Introduction to scikit-learn (and Course Configurations)

Hey - Nick here! This page is a free excerpt from my new eBook Pragmatic Machine Learning, which teaches you real-world machine learning techniques by guiding you through 9 projects.

Since you're reading my blog, I want to offer you a discount. Click here to buy the book for 70% off now.

In this brief tutorial, you will learn about how to configure Python on your local computer so that you can build machine learning algorithms throughout the rest of this course.

You will also be introduced to scikit-learn, which is the Python library that we will be using to build machine learning models through the rest of this course.

Table of Contents

You can skip to a specific section of this Python machine learning tutorial using the table of contents below:

How to Install and Use Jupyter Notebooks

A Jupyter Notebook is a file (and corresponding application) that provides a nice environment for you to write and execute Python code. The Jupyter Notebook is arguably the most popular environment used by machine learning engineers.

The easiest way to install the Jupyter Notebook application is by downloading the Anaconda distribution of Python. Please follow the instructions in the following tutorial to do so:

If you've never worked with a Jupyter notebook before, you'll need to learn how to operate in this environment. The following tutorial will be useful for you:

If you're an experienced Python developer, please note that you do not necessarily need to work in a Jupyter Notebook to be successful in this course. However, all of the screenshots, examples, and practice problems will assume that you're working from a Jupyter Notebook. Keep this in mind before proceeding using a different Python editor or programming environment.

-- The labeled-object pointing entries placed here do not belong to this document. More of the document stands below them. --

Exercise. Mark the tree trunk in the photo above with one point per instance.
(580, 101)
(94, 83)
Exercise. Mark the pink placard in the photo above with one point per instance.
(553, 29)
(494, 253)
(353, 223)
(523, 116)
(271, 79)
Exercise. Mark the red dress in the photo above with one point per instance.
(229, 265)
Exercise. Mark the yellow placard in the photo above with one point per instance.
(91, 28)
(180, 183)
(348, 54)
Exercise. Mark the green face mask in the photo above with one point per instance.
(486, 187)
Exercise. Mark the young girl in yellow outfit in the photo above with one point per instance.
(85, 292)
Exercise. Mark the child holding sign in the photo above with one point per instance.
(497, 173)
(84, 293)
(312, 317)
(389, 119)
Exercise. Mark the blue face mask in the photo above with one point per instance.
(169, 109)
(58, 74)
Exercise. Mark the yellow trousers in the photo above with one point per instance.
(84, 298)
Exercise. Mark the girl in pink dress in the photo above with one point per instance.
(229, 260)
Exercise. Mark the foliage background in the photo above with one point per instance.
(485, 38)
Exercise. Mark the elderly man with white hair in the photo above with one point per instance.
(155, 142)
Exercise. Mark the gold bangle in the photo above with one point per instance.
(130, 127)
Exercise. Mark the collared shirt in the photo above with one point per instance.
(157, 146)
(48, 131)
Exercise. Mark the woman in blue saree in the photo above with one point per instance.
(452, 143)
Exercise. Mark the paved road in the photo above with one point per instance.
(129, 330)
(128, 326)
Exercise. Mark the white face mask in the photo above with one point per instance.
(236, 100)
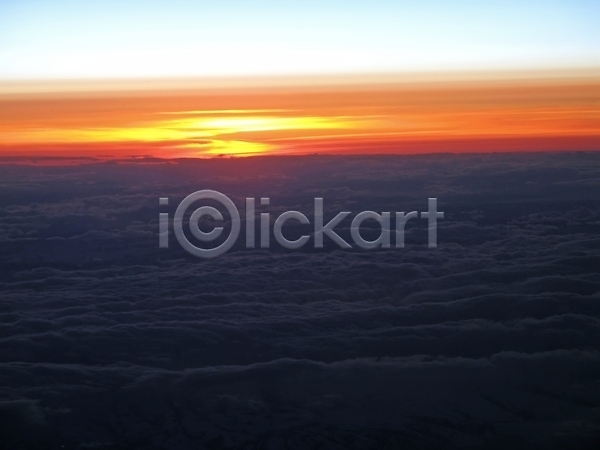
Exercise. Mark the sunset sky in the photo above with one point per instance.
(202, 79)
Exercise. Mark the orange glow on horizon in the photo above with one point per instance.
(399, 118)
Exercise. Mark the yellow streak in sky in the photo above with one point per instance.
(186, 132)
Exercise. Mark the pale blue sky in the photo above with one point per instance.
(105, 39)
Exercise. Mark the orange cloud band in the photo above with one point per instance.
(492, 115)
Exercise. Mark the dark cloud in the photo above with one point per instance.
(489, 341)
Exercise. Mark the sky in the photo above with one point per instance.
(205, 79)
(95, 39)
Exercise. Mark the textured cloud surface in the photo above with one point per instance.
(489, 341)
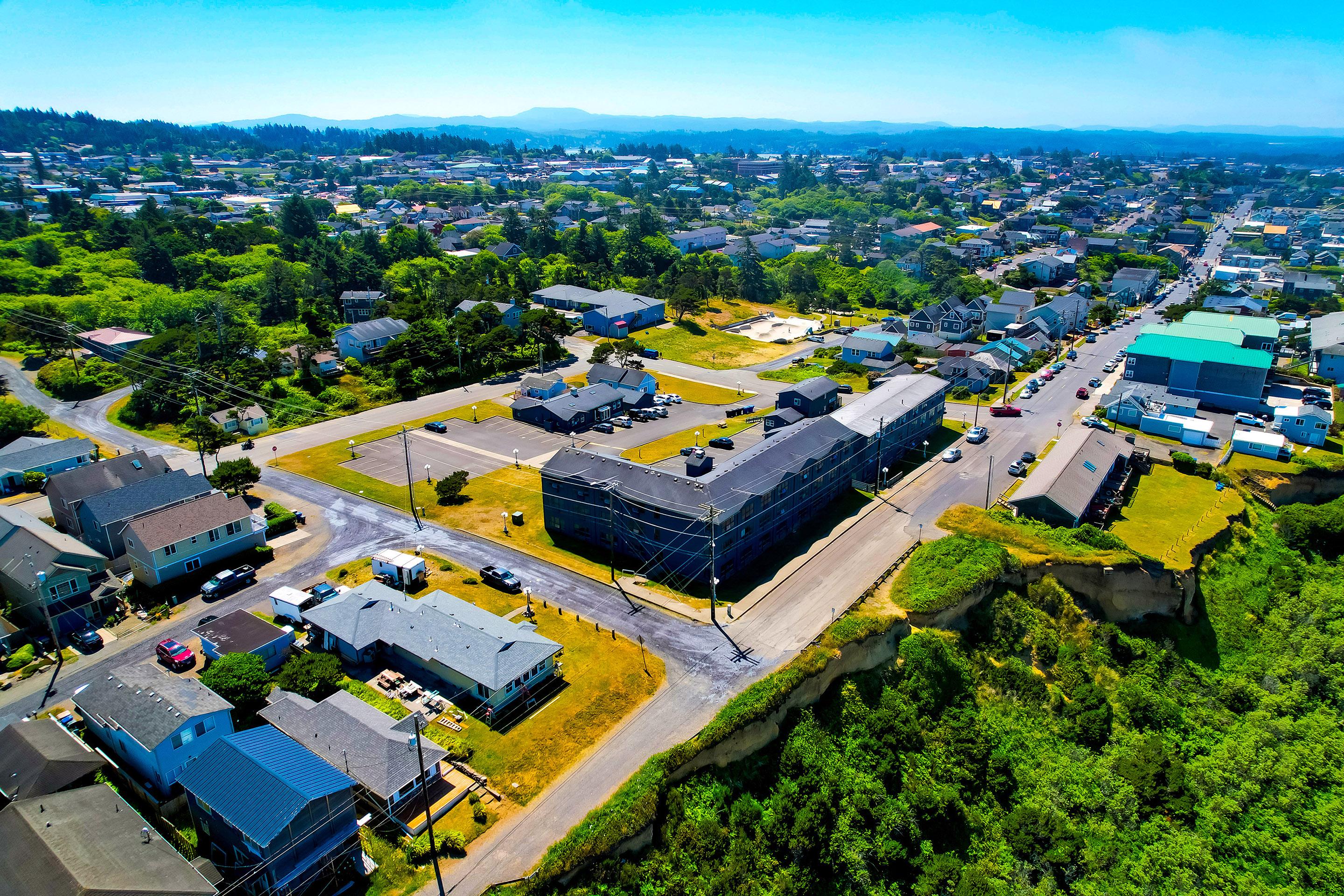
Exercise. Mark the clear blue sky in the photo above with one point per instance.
(1141, 63)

How to Install scikit-learn

scikit-learn is the Python library that we will be using to build machine learning models in this course. Accordingly, you'll need to install the scikit-learn library on your computer before proceeding.

If you installed Python using the Anaconda distribution, then scikit-learn will already be installed. If not, you can install scikit-learn using the following command line prompt:

pip install scikit-learn

If you're working with the Anaconda distribution but scikit-learn isn't installed for some reason, you can install is by running the following statement from the command line:

conda install scikit-learn

Introduction to scikit-learn

To conclude this tutorial, I wanted to provide a brief introduction to the scikit-learn library in Python.

Earlier in this course, you learned that building machine learning models generally follows this recipe:

  1. Data acquisition
  2. Data cleaning
  3. Splitting the data set into training data, validation data, and test data
  4. Training the model on the training data
  5. Validating and tweaking the model using the validation data
  6. Testing the model's final performance using the test data

scikit-learn provides tools for each step of this process. We will explore each of these tools quickly in this section.

Before proceeding, please note that this tutorial is intended to be nothing but a quick introduction. Don't worry about understanding every concept introduced in this tutorial, because we'll be learning about each step in much more detail later.

First, let's discuss how we import models from scikit-learn. Every algorithm is exposed in scikit-learn using something called an estimator. In scikit-learn, an estimator is any object that learns from data. A scikit-learn estimator usually falls into one of three categories: classification, regression, or clustering.

The first step of importing an estimator is importing the model. The generalized Python command for importing a model is:

from sklearn.family import Model

where:

  • family is the model family that the model you're importing is from
  • Model is the name of the specific model you're importing.

As an example, the LinearRegression model is part of the linear_model family. Here is the command you would use to import this model into your Python script:

from sklearn.linear_model import LinearRegression

Next, you need to run the model estimator and pass in the required parameters. You can use Shift + Tab in the Jupyter Notebook to generate a list of the required arguments for a specific model.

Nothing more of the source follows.